The function $\frac1x$ is not continuous at $0$, and not only that it is not continuous, it has different limits from each side.

Consider the function: $f(x)=\begin{cases} -1 & x<0\\0 & x=0\\ 1 & x> 0\end{cases}$

It is clear that: $$\lim_{x\to0^-}f(x)=-1\neq 0=f(0)\neq\lim_{x\to0^+}f(x)=1$$

There's no reason to expect that a function discontinuous at $0$ will satisfy $\lim_{x\to0^-}f(x)=\lim_{x\to0^+}f(x)$.

And while some functions can be extended continuously to have a value at $+\infty$ or $-\infty$ (and this value itself may or may not be $\pm\infty$); not all functions can be extended in such way.

And even if you can extend it, there is no guarantee that $f(+\infty)=f(-\infty)$. Which is exactly the case for $f(x)=e^x$.

Answer 2

$\lim_{x\to 0-}e^\frac1x=e^{-\infty} = 0$

and

$\lim_{x\to 0+}e^\frac1x=e^{\infty} = \infty$

therefore the limit does not converge, therefore it does not exist.

graphing software can often be useful in testing limits like this.

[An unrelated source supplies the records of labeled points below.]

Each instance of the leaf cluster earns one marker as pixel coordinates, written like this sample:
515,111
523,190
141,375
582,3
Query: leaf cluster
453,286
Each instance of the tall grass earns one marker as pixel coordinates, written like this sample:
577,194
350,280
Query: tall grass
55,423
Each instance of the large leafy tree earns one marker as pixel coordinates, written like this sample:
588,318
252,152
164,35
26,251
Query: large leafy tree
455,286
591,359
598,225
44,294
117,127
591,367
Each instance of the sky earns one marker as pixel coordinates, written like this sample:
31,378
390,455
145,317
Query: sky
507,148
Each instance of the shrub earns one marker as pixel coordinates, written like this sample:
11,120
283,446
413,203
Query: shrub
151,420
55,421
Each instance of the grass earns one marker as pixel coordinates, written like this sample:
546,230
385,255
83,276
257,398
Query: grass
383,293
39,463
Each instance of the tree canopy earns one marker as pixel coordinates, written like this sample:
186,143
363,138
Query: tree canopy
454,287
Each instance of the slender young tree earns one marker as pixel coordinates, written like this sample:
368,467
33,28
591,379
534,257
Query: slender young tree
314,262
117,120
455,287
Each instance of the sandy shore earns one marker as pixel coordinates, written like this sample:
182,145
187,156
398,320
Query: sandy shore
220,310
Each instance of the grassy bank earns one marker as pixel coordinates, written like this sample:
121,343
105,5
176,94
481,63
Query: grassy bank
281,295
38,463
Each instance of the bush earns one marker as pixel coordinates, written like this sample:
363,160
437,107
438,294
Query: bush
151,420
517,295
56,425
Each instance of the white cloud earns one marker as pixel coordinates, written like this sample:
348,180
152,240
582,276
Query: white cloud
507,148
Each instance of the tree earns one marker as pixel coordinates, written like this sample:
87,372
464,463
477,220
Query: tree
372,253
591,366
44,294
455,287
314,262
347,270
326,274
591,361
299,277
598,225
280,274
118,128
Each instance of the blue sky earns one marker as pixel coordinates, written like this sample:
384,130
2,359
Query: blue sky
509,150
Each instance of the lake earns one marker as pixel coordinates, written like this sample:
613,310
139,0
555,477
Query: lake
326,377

earlier in your question you stated $1\over 0 $ $ = \infty$ this is somewhat of a naive approach to defining infinity that computer scientists sometimes use and is not mathematically rigours as in doing so they ignore the limit from the negative direction.

Answer 3

It's very simple:

$\frac10$ is not defined. So any equation that contains this term is undefined.

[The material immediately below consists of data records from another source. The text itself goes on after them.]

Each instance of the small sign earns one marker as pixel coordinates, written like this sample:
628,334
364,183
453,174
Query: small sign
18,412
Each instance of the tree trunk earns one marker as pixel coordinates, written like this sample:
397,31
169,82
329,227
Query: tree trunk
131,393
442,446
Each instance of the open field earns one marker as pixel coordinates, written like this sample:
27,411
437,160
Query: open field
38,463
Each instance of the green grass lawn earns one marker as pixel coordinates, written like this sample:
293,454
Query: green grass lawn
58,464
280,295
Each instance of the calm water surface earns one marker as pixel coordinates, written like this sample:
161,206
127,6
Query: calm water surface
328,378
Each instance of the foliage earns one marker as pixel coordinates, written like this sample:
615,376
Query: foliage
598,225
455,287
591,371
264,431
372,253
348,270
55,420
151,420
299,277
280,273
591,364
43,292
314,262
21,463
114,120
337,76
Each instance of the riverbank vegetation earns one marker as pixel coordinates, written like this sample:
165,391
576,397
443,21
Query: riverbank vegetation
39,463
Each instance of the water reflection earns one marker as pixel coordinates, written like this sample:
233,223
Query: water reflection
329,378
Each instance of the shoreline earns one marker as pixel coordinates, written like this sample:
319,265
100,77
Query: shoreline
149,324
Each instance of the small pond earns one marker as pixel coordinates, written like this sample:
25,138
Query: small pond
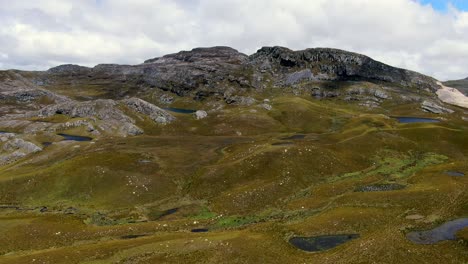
74,138
180,110
131,236
382,187
294,137
321,243
282,144
455,173
199,230
406,119
168,212
446,231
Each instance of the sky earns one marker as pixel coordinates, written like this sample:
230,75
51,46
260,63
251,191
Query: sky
428,36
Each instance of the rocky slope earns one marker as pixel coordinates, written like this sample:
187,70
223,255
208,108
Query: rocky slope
461,85
205,72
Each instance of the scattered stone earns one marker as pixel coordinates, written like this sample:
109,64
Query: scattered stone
266,106
414,217
297,77
432,107
156,114
166,99
200,114
240,100
130,129
20,144
380,187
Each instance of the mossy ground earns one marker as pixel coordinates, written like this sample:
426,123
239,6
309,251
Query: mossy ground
224,173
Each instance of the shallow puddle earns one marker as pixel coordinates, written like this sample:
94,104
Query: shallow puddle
131,236
380,187
180,110
199,230
74,138
168,212
294,137
455,173
446,231
321,243
407,119
282,144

$\infty$ is not a number. It is the limit of an infinite process.

---

For the second question about:
$\lim_{x\to 0}e^\frac1x=?$

As you did already proof by yourself, this term has two different limits. A left-side limit (by approaching from negative numbers and getting closer and closer to 0) and a right-side limit (by approaching from the other side), and those limits are different.

The point is, that $e^\frac10$ itself is undefined since $\frac10$ is undefined. You can get as close to $e^\frac1{x\to 0}$ as you want, and as long as $x\ne 0$ you will get well defined numbers as an result, but not for $x=0$. This case is undefined.